Book Review: In The Company Of Heroes by Michael Durant

Picture of Durant taken during his second ay of captivity by his captors and released to the media.

I picked up In The Company Of Heroes by Michael Durant recently  because it was something I always wanted to read but never got around to. I am glad I did. For those in the military back in the early 1990’s we all know who Michael Durant is, for those who were not or were not alive, very few do. Michael Durant was the helicopter pilot shot down on October 3rd, 1993 during what has come to be called the Battle of Mogadishu. He was severely injured when his helicopter crashed and was pulled from the wreckage by two Delta Force operators Gary Gordon and Randy Shughart, (who lost their lives protecting him and were subsequently posthumously awarded the Congressional Medal of Honor for their actions).  The picture of Durant in captivity became the iconic image of that ill thought out and directed attempt to bring relief to Somalia.

The book itself is 361 pages of text separated into 14 chapters with an introduction and brief prologue.  It is not a long book but it is a compelling read and one you will not want to put down even though we know how the story ends.

In The Company Of Heroes tells the tale of Durant’s captivity and homecoming. There are no great military tactical or operational insights to be gained in the reading of this book what is there however is an inspiring story of a soldier persevering in the face of adversity and debilitating wounds who never lost the faith. The faith in his country and his comrades.

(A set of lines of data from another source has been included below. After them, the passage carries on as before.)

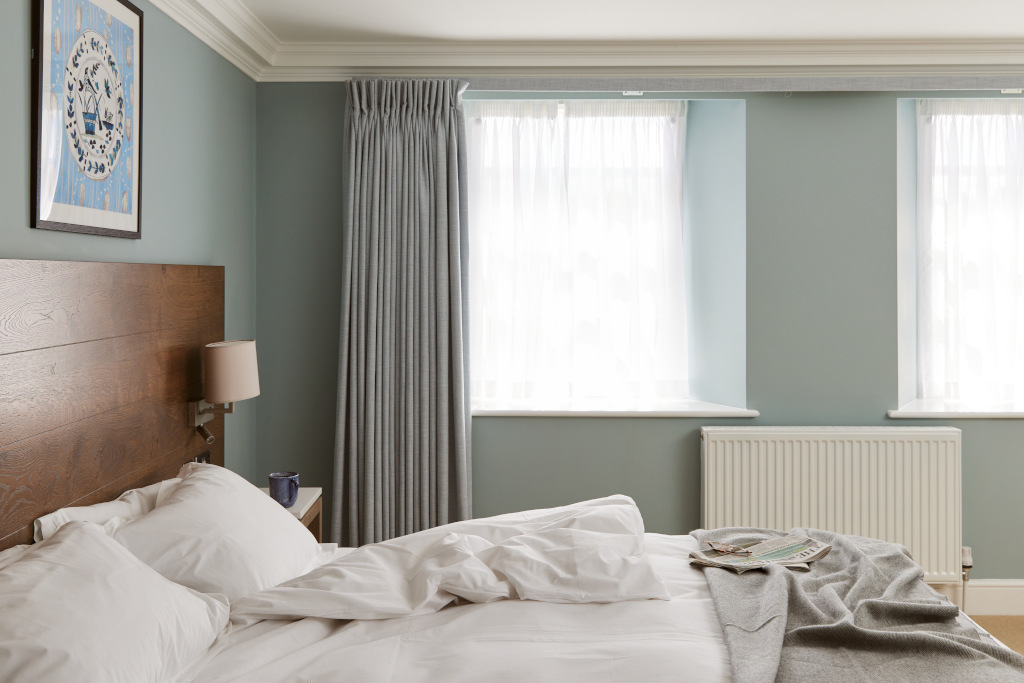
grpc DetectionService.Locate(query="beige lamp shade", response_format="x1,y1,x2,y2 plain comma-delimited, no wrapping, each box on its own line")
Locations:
204,340,260,404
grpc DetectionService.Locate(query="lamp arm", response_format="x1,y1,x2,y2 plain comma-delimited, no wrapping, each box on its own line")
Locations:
200,402,235,416
188,399,235,427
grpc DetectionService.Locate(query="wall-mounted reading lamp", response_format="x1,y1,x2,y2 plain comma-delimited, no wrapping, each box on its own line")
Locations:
189,340,260,444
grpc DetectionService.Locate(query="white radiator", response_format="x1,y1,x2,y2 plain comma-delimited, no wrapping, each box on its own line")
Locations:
701,426,962,585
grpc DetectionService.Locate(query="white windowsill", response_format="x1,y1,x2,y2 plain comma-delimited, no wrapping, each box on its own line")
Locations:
888,398,1024,419
473,401,759,418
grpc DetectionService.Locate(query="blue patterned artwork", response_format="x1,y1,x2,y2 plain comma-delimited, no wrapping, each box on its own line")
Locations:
35,0,141,238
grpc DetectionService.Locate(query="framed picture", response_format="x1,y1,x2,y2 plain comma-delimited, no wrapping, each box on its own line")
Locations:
33,0,142,238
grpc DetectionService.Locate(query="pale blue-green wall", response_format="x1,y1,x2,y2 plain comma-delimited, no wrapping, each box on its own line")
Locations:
685,99,746,406
745,93,896,421
0,1,258,475
896,98,919,407
254,83,347,538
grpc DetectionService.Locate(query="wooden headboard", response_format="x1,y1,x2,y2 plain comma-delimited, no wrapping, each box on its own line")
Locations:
0,260,225,550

I personally think this book should be on the CSA reading list in the place currently occupied by Anton Myrer’s Once an Eagle, which is a good book but still a work of fiction where Durant’s s not. I suspect it was not even considered for inclusion because of the remarks in the book critical of the mission in Somalia.
This is an excellent book and should be read by every soldier and civilian alike. Durant and those he flew and fought with in Somalia in 1993 are the epitome of selfless service to one’s nation.